Prompt Template A PromptTemplate is used to define the structure of the conversation. The application provides a template in which {question} will be replaced by the question provided by the user. This template is then used by the LLMChain to generate a complete prompt that includes the user's question.
Flask Application The Flask application exposes a single POST endpoint at /ask. This endpoint accepts a JSON body with a 'question' field. When a request is sent to this endpoint, the Flask application uses the LLMChain to generate a response from the Llama model and then sends this response back to the client.
The question is inserted into the template to form a complete conversation prompt, which is then given to the Llama model. The model generates a response to the question based on the pattern it learned during training.

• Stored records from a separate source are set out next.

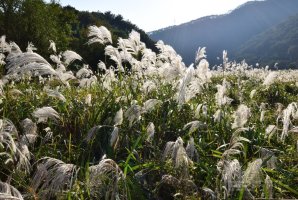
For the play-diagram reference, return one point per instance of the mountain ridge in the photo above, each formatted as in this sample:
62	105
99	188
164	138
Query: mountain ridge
226	32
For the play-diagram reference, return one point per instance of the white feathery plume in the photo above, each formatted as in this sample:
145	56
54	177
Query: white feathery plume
53	176
201	53
99	34
270	158
88	99
252	93
287	113
30	48
133	44
235	145
231	175
118	119
53	46
8	192
133	113
88	82
181	95
270	130
205	110
101	65
29	132
253	173
270	79
221	97
177	153
150	131
84	72
194	125
4	46
114	55
14	49
203	71
218	115
148	86
241	116
24	63
268	187
150	104
105	179
44	113
114	137
191	150
2	57
54	93
197	111
70	56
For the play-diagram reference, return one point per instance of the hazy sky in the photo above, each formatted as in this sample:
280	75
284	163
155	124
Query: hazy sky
151	15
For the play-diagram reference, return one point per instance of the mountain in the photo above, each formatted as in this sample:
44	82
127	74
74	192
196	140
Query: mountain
226	32
276	45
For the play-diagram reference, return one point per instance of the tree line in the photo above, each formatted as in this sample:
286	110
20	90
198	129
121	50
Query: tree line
36	21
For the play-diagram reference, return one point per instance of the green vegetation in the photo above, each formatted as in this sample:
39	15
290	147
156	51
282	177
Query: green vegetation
24	21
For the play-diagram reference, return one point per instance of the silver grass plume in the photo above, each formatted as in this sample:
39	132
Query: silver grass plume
18	154
101	65
198	111
203	72
4	46
114	55
114	138
218	115
133	113
88	99
201	53
105	179
235	145
177	153
268	187
193	126
2	57
241	116
70	56
88	82
23	63
150	104
181	95
99	34
54	93
231	175
53	176
118	119
29	132
53	46
133	44
30	48
289	112
270	158
191	150
8	192
45	113
84	72
270	79
253	174
150	131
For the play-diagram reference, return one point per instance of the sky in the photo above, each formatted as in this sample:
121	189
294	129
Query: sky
151	15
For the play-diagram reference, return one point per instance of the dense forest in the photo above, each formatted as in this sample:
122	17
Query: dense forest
36	21
246	27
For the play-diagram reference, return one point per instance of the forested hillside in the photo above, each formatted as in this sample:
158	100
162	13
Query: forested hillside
24	21
228	32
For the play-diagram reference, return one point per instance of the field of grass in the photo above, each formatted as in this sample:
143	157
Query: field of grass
148	127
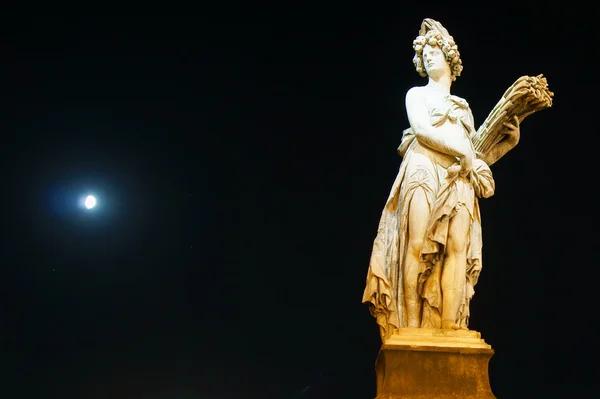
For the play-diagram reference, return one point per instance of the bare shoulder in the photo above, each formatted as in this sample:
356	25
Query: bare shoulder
415	93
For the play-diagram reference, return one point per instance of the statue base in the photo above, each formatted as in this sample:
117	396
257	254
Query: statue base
417	363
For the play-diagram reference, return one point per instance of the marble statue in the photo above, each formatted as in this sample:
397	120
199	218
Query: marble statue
427	254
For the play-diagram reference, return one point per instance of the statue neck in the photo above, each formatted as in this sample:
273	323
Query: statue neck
441	84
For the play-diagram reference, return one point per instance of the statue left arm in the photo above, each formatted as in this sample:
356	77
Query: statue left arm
510	140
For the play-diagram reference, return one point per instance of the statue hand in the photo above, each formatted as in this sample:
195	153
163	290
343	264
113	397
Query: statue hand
466	165
512	131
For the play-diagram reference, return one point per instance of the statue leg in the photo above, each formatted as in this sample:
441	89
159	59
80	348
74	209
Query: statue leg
418	217
455	268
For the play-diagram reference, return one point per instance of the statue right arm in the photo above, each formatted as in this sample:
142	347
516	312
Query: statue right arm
447	138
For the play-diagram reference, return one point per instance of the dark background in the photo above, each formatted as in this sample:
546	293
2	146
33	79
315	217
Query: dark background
241	165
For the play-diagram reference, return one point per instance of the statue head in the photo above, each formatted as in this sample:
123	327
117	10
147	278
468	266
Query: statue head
434	34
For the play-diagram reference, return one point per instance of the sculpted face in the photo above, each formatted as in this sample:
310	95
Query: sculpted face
435	61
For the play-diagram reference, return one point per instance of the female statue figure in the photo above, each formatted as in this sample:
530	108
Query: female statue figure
426	257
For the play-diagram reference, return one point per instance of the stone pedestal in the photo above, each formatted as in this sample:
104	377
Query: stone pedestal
420	363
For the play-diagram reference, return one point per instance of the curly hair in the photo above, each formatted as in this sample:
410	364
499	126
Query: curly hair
449	48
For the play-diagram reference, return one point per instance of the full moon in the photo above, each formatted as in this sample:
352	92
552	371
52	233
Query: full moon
90	201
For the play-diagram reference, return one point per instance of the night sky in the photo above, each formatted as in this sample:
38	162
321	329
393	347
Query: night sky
241	165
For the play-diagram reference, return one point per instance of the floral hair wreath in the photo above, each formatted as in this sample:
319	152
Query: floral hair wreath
449	48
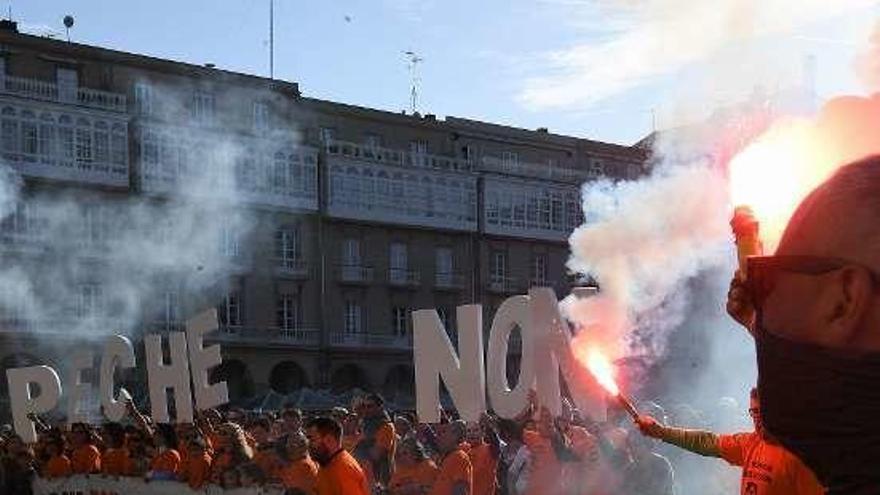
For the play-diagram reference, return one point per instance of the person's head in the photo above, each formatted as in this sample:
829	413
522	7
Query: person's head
373	405
402	425
260	430
80	434
474	433
410	452
450	435
755	410
230	478
510	431
196	446
833	298
167	436
545	422
325	437
114	435
292	418
250	475
296	445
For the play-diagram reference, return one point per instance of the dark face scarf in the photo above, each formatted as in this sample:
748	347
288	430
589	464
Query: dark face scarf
824	406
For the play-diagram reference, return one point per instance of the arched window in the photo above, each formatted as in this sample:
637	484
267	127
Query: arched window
9	130
119	145
83	143
102	142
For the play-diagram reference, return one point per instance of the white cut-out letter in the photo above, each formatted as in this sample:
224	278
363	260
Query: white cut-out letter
507	403
23	403
118	352
435	359
174	375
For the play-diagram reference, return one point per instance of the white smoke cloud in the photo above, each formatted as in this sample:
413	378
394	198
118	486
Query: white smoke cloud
642	240
132	248
649	39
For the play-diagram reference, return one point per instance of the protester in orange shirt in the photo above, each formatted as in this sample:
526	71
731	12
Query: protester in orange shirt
768	468
340	474
196	466
545	469
484	456
299	473
375	451
86	458
165	465
456	473
351	431
115	460
57	465
414	471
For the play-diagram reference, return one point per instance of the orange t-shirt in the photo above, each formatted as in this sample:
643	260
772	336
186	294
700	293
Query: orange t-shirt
301	475
116	462
768	469
57	467
456	468
269	463
581	476
545	470
350	441
196	470
86	460
342	476
421	474
166	462
485	469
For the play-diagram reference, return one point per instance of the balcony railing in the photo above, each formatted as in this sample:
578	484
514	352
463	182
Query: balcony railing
402	277
399	158
542	171
370	340
293	337
449	281
44	90
355	274
292	268
505	285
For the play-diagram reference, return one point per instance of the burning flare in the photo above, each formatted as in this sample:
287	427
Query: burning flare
602	370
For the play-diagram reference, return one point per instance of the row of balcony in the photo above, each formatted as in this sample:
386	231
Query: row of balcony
309	337
44	90
400	158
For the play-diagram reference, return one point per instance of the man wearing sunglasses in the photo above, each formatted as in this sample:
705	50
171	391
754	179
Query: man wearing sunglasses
814	310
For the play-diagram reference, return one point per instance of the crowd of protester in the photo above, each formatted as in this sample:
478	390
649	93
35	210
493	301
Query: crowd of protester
360	450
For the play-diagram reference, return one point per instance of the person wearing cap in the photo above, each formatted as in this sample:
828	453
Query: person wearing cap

The generated response is then returned in the response body as JSON.
Running the Application The application can be run directly from the command line with the command python app.py (or whatever you've named your main application file). The application will start and be accessible at http://localhost:5000, or another port if specified.
When the application is running, you can send a POST request to http://localhost:5000/ask with a JSON body that contains a 'question' field. The value of this field should be the question that you want to ask the model.
For example, you could use the following curl command to send a question:
bash Copy code curl -X POST -H "Content-Type: application/json" -d '{"question":"What is the meaning of life?"}' http://localhost:5000/ask In response, you'll get a JSON object that contains the model's answer to your question.
Please note, the model was trained to simulate a conversational AI assistant "Jarvis" and will format responses accordingly. If you'd like to have a different format of response, you will need to adjust the PromptTemplate.
Requirements To run this application, you need to have Flask, Flask-CORS, and the language model libraries installed. The model file also needs to be located in the specified ./Models directory.